Another painting, called "Sentiment and Structure," shows a statue of a winged cherub praying and looking upward at a yellow sky. In the backdrop, almost as a mirage, are the diaphanous silhouettes of two identical towers.
Most of her new works don't depict such an obvious connection to Sept. 11. Most of them, though, do emanate a particular foreboding. "Unease" is Britton's word for it. Unease at a world that has crept up to the edge of apocalypse, a world where any of us could go at any moment.
Disaster and personal loss
Whereas Britton's paintings seem fearful of the future, the new works of fellow artist Jeff Mihalyo seem weighted with the melancholy of a past loss.
Not that his work is a downer. In fact, one of the striking qualities of his paintings is the juxtaposition of things that sink with things that float. Grief and buoyancy. Loss and recovery. A barn next to, say, a giant, naked, floating woman.
"That's intentional," he says.
Mihalyo, 37, tall and wiry, with intense dark eyes, has been exhibiting as an artist in the Seattle area for 10 years. He designs software by day and paints by night.
Two months after 9/11, his wife of 10 years left him. He says a lot of people in his circle reassessed their lives, and as a result, some broke up and some came together. For Mihalyo, 9/11 has become so intertwined with the end of his marriage that, in his mind, they are part of the same experience. National catastrophe merged with personal calamity.
His post-9/11 paintings show a lot of detached and deconstructed buildings and bridges, like wreckage from a battle, rowboats with lone rowers, figures of ghostly floating women in various stages of recline.
The image of jetliners piercing the World Trade Center became so deeply imprinted in Mihalyo's mind, he says, that monstrous, man-made creations flying through the air became a motif, as in "Shipping Lane," where a giant metal tanker hovers past what appears to be ancient ruins.
It's hard to know the exact provenance of such images, and most artists are loathe to give definitive explanations for their work, but Mihalyo freely admits that his latest paintings have been to some degree therapeutic.
"The function of creation," said the writer Richard Rhodes, "is always, always, the alleviation of pain."
'Welding with tears'
In the case of Mount Vernon artist Pam Hom, 56, the death of a close friend 10 years ago made her rethink her life and eventually return to art work after 25 years as a mariner. She worked at various times as a captain, a first mate and as a cook.
One of her closest friends, David Tippett, a prominent Seattle shipyard owner, one spring day in 1992 was shot in the head in the presence of 40 customers as he ate lunch at the Fremont Dock restaurant on Lake Union.

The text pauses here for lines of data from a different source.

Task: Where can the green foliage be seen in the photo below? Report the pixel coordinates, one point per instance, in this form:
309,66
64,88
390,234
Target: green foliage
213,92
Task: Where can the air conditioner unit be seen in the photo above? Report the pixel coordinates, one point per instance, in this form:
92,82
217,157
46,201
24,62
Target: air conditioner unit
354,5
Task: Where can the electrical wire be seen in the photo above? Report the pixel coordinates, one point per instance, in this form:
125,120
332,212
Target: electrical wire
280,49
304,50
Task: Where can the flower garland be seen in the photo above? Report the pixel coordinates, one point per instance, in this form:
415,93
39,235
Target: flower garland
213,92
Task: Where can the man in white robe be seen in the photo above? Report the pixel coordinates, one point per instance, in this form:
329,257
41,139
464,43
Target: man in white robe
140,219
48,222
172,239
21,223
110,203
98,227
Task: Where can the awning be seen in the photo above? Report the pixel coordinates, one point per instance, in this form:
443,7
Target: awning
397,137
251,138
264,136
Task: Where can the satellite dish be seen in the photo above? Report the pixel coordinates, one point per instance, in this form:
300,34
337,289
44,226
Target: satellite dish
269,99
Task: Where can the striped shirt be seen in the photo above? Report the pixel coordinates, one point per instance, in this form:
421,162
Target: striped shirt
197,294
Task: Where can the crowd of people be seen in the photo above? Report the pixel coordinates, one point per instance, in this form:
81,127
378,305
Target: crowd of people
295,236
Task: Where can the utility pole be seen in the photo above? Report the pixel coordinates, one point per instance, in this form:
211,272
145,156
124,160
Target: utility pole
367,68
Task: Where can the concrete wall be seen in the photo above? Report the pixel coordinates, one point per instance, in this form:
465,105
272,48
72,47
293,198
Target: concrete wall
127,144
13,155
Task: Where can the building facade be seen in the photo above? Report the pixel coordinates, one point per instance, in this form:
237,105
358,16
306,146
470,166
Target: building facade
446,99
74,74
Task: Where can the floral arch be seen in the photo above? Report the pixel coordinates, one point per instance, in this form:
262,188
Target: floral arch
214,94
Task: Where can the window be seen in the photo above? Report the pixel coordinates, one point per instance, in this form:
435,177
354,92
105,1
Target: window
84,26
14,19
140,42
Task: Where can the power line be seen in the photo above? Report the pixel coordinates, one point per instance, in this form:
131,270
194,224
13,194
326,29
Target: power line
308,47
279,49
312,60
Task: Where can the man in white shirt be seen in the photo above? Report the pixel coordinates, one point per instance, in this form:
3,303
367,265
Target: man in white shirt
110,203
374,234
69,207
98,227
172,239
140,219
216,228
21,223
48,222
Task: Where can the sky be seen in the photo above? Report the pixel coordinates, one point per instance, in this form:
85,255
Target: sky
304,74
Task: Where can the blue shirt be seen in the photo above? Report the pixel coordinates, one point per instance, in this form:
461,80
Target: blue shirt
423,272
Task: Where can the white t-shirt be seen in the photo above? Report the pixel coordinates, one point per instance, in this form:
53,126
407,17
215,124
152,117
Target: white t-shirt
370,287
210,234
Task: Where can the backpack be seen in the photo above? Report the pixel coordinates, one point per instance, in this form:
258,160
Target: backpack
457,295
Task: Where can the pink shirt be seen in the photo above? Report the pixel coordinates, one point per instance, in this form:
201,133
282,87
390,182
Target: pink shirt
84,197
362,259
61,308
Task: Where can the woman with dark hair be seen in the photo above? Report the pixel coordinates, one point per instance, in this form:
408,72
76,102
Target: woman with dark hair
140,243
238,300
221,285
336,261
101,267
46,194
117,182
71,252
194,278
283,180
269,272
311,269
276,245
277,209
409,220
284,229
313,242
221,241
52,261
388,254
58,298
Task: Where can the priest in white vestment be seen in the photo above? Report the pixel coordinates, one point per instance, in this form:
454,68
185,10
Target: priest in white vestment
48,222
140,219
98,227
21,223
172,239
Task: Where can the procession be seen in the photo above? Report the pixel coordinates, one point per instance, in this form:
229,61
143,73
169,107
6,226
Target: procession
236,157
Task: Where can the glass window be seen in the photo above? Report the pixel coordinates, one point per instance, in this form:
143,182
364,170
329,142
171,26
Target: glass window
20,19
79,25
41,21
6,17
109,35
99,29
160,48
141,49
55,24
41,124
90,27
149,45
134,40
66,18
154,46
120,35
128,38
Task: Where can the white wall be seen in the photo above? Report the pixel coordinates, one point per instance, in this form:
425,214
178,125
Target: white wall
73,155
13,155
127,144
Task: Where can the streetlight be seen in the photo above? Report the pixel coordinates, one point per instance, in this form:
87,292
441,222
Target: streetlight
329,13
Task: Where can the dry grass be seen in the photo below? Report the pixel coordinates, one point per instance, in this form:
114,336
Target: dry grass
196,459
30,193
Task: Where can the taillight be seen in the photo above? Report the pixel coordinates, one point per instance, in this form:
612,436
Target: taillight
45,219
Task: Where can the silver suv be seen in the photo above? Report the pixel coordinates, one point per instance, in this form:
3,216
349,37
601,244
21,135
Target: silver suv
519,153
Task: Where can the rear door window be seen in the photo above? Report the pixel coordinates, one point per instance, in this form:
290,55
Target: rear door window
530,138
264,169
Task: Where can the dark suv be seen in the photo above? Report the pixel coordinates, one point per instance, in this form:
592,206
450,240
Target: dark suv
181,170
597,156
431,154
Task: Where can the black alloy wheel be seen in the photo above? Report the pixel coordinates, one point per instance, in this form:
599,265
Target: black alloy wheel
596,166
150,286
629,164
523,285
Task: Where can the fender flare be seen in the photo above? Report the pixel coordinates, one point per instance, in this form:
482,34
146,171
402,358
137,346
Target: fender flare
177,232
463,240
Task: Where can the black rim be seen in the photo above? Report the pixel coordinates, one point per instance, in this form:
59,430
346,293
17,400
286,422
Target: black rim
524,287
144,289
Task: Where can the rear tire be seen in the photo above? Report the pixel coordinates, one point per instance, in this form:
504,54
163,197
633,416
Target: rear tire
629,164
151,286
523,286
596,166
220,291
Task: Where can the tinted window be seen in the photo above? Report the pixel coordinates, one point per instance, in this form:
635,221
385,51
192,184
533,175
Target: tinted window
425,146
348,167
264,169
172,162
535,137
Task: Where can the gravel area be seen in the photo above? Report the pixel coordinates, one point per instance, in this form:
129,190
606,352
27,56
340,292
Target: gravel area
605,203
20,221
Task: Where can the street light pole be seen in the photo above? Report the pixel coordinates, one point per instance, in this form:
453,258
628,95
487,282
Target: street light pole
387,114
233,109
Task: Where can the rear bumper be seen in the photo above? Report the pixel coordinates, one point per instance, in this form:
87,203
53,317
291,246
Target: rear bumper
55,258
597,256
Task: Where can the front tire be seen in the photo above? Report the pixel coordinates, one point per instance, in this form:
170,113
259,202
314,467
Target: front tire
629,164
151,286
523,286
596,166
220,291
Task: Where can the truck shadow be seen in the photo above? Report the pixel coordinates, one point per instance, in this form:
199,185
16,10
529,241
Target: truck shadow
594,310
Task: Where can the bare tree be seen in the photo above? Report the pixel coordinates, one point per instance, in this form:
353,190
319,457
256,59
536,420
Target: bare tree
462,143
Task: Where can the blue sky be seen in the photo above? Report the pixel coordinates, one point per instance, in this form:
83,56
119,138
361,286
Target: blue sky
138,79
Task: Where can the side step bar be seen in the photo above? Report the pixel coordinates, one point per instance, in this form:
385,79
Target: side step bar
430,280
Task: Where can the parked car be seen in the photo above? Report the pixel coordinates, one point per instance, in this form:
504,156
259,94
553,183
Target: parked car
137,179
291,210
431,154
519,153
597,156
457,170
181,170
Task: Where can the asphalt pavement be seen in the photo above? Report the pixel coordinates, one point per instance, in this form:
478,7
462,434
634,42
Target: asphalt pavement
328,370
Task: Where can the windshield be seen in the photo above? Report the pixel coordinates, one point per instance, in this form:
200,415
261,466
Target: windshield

It was a murder-for-hire stemming from an old grievance.
Hom sought refuge from her grief in art: ceramics and papier-mâché, and eventually metal sculpture. Years went by in a flash. Then in late 2000, she began working on a large metal-screen creation depicting the skylines of Seattle, San Francisco and New York City.

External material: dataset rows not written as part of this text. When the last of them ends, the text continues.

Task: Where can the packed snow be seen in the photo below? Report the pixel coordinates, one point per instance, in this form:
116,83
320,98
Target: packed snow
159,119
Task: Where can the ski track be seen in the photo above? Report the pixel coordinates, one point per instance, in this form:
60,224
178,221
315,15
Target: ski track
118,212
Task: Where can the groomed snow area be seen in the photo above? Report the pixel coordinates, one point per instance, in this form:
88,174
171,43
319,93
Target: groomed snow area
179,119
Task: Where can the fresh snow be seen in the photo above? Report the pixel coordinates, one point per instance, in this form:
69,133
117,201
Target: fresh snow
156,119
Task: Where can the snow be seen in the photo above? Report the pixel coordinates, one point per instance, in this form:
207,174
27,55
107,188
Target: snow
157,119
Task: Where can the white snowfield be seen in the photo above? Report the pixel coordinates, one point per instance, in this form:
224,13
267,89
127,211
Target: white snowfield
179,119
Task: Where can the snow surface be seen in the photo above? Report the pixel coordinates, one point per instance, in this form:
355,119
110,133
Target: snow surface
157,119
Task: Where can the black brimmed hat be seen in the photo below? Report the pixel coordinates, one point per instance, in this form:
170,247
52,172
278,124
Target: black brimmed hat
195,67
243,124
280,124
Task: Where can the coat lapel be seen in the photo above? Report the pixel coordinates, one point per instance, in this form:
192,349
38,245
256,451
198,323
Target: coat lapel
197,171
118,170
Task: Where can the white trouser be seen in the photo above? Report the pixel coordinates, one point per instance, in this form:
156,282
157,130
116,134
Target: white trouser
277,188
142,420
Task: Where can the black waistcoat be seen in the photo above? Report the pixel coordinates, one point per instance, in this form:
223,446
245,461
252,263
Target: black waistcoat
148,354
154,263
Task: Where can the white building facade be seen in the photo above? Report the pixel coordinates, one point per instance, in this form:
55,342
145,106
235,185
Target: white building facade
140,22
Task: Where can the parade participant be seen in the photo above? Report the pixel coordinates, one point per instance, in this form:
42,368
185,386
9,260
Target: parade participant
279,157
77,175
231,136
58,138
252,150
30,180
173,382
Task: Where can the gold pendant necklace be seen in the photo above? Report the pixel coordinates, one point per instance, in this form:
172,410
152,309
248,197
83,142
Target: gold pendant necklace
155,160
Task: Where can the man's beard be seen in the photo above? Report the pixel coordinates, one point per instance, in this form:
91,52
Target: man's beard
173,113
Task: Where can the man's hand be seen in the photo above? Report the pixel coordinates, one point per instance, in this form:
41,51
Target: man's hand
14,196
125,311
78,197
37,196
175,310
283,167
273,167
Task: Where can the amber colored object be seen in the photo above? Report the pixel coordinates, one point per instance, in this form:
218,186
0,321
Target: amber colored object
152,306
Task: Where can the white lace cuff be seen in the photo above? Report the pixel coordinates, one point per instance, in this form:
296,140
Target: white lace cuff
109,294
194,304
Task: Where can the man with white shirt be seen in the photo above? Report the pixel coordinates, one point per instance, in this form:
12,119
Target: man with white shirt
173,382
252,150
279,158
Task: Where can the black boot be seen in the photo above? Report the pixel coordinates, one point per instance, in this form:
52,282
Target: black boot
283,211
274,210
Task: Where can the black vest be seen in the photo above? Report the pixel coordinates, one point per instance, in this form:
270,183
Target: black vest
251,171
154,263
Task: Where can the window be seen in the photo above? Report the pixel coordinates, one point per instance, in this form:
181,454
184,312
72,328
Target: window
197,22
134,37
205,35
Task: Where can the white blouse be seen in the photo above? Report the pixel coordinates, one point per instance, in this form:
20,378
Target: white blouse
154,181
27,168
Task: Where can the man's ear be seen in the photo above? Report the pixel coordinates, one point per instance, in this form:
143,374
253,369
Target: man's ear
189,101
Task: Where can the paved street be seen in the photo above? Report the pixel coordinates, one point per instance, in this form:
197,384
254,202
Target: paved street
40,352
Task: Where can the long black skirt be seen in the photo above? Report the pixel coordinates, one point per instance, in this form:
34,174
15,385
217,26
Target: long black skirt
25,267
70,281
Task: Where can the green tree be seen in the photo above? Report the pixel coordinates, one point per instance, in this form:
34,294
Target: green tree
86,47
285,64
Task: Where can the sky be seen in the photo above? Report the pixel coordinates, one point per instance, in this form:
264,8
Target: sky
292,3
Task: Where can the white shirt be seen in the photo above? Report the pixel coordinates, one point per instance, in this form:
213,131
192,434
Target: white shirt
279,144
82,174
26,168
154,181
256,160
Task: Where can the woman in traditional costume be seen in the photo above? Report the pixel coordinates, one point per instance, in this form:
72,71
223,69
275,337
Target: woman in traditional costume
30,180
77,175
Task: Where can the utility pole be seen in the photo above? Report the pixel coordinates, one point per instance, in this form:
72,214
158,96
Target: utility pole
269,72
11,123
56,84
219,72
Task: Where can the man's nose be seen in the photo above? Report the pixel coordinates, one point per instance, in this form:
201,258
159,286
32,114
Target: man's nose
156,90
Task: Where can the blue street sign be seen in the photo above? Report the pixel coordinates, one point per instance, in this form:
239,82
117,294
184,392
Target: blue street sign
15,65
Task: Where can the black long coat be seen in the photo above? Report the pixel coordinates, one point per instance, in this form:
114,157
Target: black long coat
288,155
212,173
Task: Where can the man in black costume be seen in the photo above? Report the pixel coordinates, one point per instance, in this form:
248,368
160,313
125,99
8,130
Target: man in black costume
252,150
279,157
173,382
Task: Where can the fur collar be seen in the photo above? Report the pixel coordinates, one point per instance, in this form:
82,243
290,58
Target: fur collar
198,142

She finished construction of New York's Twin Towers a week before Sept. 11. Afterward, she superimposed the jagged skeleton of the fallen towers as a memorial.

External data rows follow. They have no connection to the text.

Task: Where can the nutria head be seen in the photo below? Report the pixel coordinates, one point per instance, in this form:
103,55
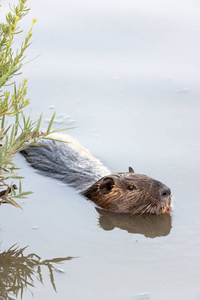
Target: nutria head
130,193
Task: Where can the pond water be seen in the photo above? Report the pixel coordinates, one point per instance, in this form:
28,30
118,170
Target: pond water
127,74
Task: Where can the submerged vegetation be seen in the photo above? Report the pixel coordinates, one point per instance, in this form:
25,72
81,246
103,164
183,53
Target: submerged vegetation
18,271
15,128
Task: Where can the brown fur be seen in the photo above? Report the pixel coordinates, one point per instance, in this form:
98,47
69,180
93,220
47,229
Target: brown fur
130,193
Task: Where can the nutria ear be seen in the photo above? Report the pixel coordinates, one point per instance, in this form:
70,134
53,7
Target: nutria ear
106,185
131,170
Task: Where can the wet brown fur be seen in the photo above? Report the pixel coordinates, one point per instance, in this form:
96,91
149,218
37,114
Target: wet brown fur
130,193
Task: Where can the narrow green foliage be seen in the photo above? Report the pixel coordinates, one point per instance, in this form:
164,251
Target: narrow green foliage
16,131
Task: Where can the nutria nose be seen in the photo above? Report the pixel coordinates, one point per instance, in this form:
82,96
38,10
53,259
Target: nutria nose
165,191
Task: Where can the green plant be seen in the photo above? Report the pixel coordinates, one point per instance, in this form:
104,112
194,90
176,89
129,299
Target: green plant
16,131
18,271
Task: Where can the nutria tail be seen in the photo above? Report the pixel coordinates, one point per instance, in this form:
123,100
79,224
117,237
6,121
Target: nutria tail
66,160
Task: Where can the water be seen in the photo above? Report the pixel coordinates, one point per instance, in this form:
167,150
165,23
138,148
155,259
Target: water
127,74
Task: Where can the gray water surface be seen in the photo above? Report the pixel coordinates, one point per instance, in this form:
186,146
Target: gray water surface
127,74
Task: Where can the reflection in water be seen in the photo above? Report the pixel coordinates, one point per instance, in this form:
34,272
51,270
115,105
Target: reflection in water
149,225
17,271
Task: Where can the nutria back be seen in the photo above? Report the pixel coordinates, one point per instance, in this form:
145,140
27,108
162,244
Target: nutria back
65,159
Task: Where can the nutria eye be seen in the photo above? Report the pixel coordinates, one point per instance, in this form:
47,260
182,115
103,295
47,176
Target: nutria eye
131,187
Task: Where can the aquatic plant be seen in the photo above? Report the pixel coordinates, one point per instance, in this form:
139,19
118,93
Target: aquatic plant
18,271
15,128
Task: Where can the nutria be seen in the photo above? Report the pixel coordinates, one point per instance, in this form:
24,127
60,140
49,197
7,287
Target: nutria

"If you can picture someone cutting metal and welding with tears, that was me," Hom says.
Pain seems to fuel her art, she says, and art heals her life.
"They all go together," Hom says. "When something so terrible happens, like David's death, like Sept. 11, you can feel so disconnected. It doesn't make any sense, it's chaos. It's cliché, but art work is like a Phoenix rising out of the ashes. From death comes something alive and bright."